Altıncısı: “Sonra da âcizlikten ve kendine güvensizlik ve itimatsızlıktan ileri gelen, ve işi birbirine bırakmak olan, gaddar düşman engeli geliyor. Himmetin şevkini kırarak, elinden tutup oturtturur. Sizde “Siz hidayet üzere olduktan sonra, dalâlete düşen size zarar vermez. ” yüce hakikatını bu gaddar düşmanın üzerine çıkarınız. Tâ, o düşmanın eli o himmetin eteğine yetişmesin.” diyor.

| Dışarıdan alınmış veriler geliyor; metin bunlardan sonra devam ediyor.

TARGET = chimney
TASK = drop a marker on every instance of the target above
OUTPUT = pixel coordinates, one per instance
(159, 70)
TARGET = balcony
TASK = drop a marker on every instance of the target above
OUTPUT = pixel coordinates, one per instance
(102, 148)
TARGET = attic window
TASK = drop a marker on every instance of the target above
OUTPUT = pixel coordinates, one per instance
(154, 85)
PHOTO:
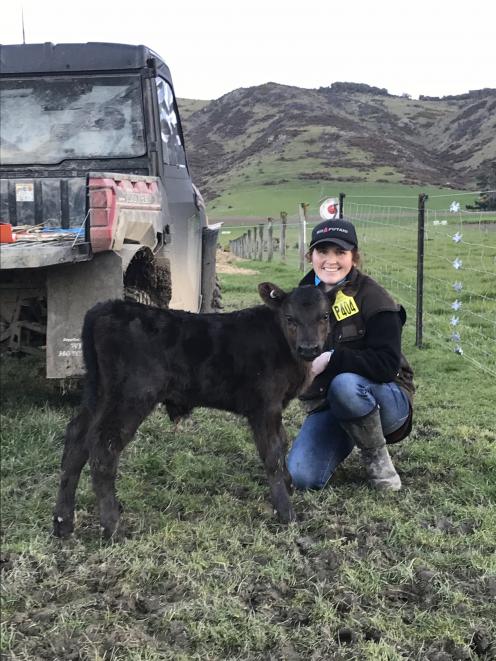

Bazı şeyler sâridir yani bir salgın hastalığın yayılması gibi başkalarına sirayet eder. Bir hizmeti birisi yapmadığı zaman, bu yapmama yanlışlığı başkalarına da bulaşır. Onların bu yanlışı, dava adamına hiç tesir etmez. Bu yanlış zincirini kırmak için onun hemen harekete geçmesi lâzımdır. Bu hususta merhum Yusuf Pekmezci Ağabeyimiz güzel bir örnek teşkil eder. Talebe evlerinde bazan mutfakta bulaşıklar yığılmış olur. Yusuf Ağabey, oraları ziyaretinde ilk işi mutfağa bakmak olurdu ve hiç kimseye sormadan hemen kollarını sıvardı, orayı tertemiz edinceye kadar durmadan çalışır ve ortalığı pampak ederdi. Ama “Kim yaparsa yapsın, bana ne” demeler başlayınca yıkım ve çöküş başlamış demektir. Hani meşhurdur Kanunî Sultan Süleyman süt kardeşi Yahya Efendi’ye danışmak için, bir devletin yıkılış sebebiyle ilgili yazılı bir soru sorar. O zât da, gönderdiği mektubun arkasına, “Bana ne!” diye yazar. Bu cevap karşısında hayrete düşen Padişah, onun ziyaretine gidip, acaba arada bir küslük mü var endişesini dile getirince, “Sultanım, ben sizin sorunuza cevap verdim. Yani herkes üzerine düşeni yapmaz ve “Bana ne! ” derse problemler çözümsüz kalır ve çoğalır ve ülke artık her gün biraz daha idare edilemez hale gelir ve yıkılır.” der.